Catatan M Rizal Fadillah*
SALAM-ONLINE.COM: Mulai ramai kemunculan baliho para petinggi partai di berbagai daerah. Sekurangnya ada Puan Maharani (PDIP), Airlangga (Golkar), dan Muhaimin Iskandar (PKB).
Tentu bukan asal pasang jika tidak bertujuan sebagai sosialisasi Pilpres 2024. Bahasa kasarnya kampanye dini. Konten seruan “kamuflase” memang di sekitar pandemi Covid-19. Dinilai kurang etis di masa prihatin menghadapi pandemi ini para selebriti politik sudah mulai “menebar pesona” untuk 2024.
Anggapannya mungkin perlu “jualan diri” harus lebih dini. Tidak mampu dalam bentuk prestasi ya minimal baliho. Tak peduli bahwa hal itu bisa mengotori atau menambah sumpek kota.
Puan Maharani yang terbanyak balihonya. Untuk beberapa daerah mendapat dukungan pemerintah setempat. Wali Kota Solo Gibran mengakui pemasangan baliho di kotanya atas perintah PDIP. Pengamat menduga jebloknya posisi Puan dalam beberapa survei harus di-upgrade dan ditopang oleh sosialisasi baliho.

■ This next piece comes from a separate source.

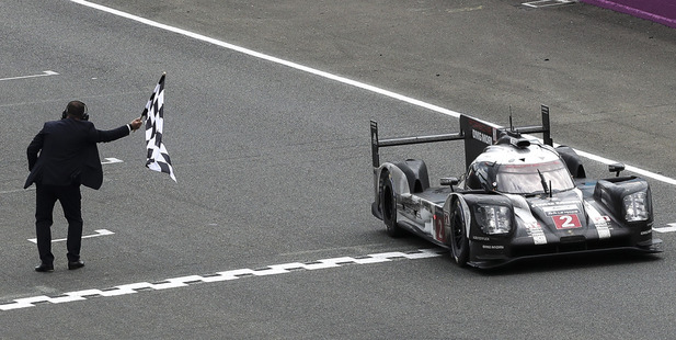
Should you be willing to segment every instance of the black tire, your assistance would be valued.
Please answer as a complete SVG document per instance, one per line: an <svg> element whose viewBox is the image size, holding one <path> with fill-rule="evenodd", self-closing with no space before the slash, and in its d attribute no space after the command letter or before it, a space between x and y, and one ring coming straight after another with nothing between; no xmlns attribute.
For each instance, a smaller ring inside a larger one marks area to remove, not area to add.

Masyarakat ada yang mengenal ada yang tidak dengan figur yang ada dalam baliho tersebut. Bahkan di Blitar dan Surabaya beberapa baliho menjadi korban vandalisme, dicoret-coret oleh warga. Polisi terpaksa harus mengusut laporan perusakan baliho. Kepak Sayap Kebinekaan yang tertulis dalam baliho berefek pada kepak sayap kekecewaan.
Ketua Umum DPP Golkar Airlangga Hartarto juga tampil dalam banyak baliho. ketua DPD Golkar Blora mengakui pemasangan baliho itu untuk sosialisasi Airlangga demi Pilpres 2024. Mottonya adalah Kerja Untuk Indonesia. Motto yang jelas bernuansa kampanye. Mungkin selama ini dirasakan tidak bekerja atau kurang kerjaan.
Massa kampanye masih jauh, namun partai-partai besar justru mencuri start dengan memanfaatkan pandemi. Tipis antara sosialisasi dan kampanye sebagaimana sulit untuk membedakan ajakan dengan seruan. Sebenarnya masyarakat awam juga tahu bahwa yang dilakukan oleh Puan dan Airlangga melalui tampilan baliho adalah sebuah kampanye.
Ditambah dengan baliho Cak Imin, panggilan Muhaimin Iskandar, Ketua Umum PKB, maka fenomena baru telah muncul, yaitu kampanye terselubung untuk Pilpres 2024. Perang baliho dimulai.
Ada tiga probabilitas dari fenomena munculnya baliho-baliho petinggi Partai ini, yaitu:
Pertama, memang sosialisasi diri figur yang ingin menjadi kandidat Capres/Cawapres 2024. Start dini untuk mendongkrak kekurangan popularitas sebagaimana ditampilkan dalam sejumlah survei.
Kedua, permainan partai politik untuk menghambat aspirasi liar yang menginginkan Joko Widodo menambah masa jabatan kepresidenannya. Munculnya figur dari partai-partai menutup dukungan atau perlawanan terhadap masa jabatan tiga periode.
Ketiga, munculnya baliho figur untuk 2024 itu diskenariokan oleh Joko Widodo dan oligarkinya sendiri. Dirigen dari baliho ini adalah Joko Widodo. Tujuannya untuk membangun citra bahwa kekuasaan aman hingga 2024. Antisipasi atas desakan yang menguat agar Joko Widodo meletakkan jabatan sebelum 2024.
Perang baliho bisa meningkatkan jumlah figur yang muncul dan hal ini sangat tidak sehat. Di samping tidak empati pada penderitaan rakyat yang sedang sekarat menghadapi pandemi, juga bagian dari kapitalisasi politik. Mereka yang kuat kapital itulah yang terbanyak balihonya. Ketidakadilan ini berbahaya dan merusak.
Nah, sebelum menjamur dan tak terkendali sebaiknya dilarang saja pemasangan baliho bernuansa kampanye tersebut. Jangan bodohi rakyat dengan bahasa sosialisasi.
Ingat, dahulu baliho HRS yang dipasang di sekitar sekretariat saja sudah diobrak-abrik oleh tentara. Pangdam Jaya menjadi komandan operasi. Nah kini sebaiknya baliho politik yang tersebar di mana-mana itu dilarang atau dipaksa untuk diturunkan. Jika bandel, kirim saja pasukan TNI untuk menurunkannya. Jangan hanya berani kepada HRS.